= Leesome Brand =

Traditional song

Leesome Brand (Roud 3301, Child 15) is an English-language folk song.

==Synopsis==
Leesome Brand went to court when ten years old. An eleven-year-old girl fell in love with him, but nine months later, called on him to saddle horses, take her dowry, and flee with her. They headed to his mother's house, but she went into labour on the way. He went off to hunt, but violated a prohibition she laid on him, either not to hunt a milk-white hind, or to come running when called, and she and his son died. He went home and lamented this to his mother.

Some variants stop there. In others, the mother gave him a horn with ointment that restored them both to life.

==Variants==
Francis James Child described this ballad as particularly ill-preserved in its Scottish form, requiring consulting foreign variants even to be sure of the plot. One of its variants was so corrupted as to be barely distinguishable from "Sheath and Knife", Child Ballad 16, which laments a death in the same language.

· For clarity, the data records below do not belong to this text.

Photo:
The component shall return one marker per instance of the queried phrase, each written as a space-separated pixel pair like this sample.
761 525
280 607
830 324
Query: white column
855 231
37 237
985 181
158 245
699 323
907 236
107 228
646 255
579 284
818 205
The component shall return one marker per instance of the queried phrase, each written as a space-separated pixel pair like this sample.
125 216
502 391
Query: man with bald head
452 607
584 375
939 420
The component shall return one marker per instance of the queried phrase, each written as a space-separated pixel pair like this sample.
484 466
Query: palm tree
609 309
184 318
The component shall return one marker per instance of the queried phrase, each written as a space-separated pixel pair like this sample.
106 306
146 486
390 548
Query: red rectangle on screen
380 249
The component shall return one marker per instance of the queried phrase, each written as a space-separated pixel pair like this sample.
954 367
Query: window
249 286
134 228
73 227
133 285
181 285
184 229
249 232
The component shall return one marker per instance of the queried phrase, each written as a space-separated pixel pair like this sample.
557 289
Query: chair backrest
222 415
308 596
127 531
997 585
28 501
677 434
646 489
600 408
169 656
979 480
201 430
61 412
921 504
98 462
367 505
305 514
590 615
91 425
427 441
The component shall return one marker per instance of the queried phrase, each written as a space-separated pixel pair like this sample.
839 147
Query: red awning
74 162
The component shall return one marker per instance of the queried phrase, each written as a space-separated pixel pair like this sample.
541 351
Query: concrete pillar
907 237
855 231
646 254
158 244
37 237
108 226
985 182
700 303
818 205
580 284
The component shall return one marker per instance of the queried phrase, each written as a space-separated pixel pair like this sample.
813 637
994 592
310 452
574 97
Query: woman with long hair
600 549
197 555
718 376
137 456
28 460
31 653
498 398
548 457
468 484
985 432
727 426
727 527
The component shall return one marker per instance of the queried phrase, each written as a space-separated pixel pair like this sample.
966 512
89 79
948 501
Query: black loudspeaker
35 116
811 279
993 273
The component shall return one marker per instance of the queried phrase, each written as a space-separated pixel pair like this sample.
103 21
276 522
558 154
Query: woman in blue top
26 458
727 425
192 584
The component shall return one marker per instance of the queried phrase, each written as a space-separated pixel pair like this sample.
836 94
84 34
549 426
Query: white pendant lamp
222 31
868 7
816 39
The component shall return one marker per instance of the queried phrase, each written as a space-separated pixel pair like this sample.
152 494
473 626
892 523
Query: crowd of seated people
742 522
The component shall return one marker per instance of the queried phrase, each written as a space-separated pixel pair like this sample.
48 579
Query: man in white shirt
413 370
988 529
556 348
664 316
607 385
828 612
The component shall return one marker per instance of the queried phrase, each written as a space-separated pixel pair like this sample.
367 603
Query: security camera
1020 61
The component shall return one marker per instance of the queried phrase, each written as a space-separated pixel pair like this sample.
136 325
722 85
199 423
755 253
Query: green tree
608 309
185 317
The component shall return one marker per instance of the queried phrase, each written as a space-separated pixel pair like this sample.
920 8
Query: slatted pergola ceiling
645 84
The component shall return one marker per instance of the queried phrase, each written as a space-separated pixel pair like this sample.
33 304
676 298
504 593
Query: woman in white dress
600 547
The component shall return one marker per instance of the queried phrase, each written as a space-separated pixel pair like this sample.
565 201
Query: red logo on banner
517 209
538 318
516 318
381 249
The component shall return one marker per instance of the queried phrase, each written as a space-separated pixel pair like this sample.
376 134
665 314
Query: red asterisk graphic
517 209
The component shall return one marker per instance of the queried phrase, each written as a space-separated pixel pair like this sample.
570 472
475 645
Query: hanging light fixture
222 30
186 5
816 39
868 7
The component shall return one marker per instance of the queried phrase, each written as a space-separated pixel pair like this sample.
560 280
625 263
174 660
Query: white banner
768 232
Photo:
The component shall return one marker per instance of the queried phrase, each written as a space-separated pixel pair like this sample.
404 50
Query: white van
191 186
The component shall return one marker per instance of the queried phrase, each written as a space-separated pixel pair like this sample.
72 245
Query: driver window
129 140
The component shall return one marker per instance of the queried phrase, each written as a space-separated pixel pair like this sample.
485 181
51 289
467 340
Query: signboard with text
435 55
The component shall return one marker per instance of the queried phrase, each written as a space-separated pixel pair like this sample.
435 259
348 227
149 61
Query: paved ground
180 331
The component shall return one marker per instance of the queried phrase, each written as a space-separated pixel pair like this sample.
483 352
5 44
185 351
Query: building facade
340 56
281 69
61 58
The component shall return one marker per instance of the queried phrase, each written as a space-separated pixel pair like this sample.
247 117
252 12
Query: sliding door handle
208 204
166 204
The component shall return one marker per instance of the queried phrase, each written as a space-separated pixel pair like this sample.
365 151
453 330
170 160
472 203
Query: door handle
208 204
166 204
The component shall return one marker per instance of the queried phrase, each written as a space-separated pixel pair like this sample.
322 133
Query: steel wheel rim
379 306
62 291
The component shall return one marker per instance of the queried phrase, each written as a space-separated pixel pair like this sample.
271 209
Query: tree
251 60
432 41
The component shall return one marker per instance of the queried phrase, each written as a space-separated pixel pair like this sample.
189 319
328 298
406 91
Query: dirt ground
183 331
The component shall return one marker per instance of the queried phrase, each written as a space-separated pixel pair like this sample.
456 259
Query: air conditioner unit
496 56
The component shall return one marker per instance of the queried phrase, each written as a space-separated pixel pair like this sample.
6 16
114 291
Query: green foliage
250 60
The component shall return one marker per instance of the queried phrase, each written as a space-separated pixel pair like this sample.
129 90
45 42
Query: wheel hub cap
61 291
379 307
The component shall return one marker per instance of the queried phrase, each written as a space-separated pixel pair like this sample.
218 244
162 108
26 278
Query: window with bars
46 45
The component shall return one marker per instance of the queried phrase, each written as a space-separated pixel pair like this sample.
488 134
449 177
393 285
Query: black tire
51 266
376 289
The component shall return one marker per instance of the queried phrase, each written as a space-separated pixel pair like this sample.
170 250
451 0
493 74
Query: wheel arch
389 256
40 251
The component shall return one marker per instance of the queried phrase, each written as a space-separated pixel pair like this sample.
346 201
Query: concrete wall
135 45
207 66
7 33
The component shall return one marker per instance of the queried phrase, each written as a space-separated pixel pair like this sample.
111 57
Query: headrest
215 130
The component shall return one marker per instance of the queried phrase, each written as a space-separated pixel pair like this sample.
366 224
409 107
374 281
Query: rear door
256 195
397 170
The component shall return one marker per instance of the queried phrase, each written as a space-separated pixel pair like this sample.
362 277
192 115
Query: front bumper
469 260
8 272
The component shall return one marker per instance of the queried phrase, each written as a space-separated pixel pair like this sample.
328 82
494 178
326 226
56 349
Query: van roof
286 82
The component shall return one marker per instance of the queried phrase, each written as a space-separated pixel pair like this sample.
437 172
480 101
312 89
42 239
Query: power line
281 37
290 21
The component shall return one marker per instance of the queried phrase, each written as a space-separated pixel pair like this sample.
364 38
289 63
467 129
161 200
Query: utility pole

The foreign variants of this ballad include Scandinavian, German, and French forms.

The heroine's difficulty riding, because of her advanced pregnancy, also features in some Scandavian variants of "Gil Brenton".

"Willie o Douglas Dale" and "Willie and Earl Richard's Daughter" include similar flights, of the lovers, with the woman being pregnant and giving birth in the woods, although with altered endings.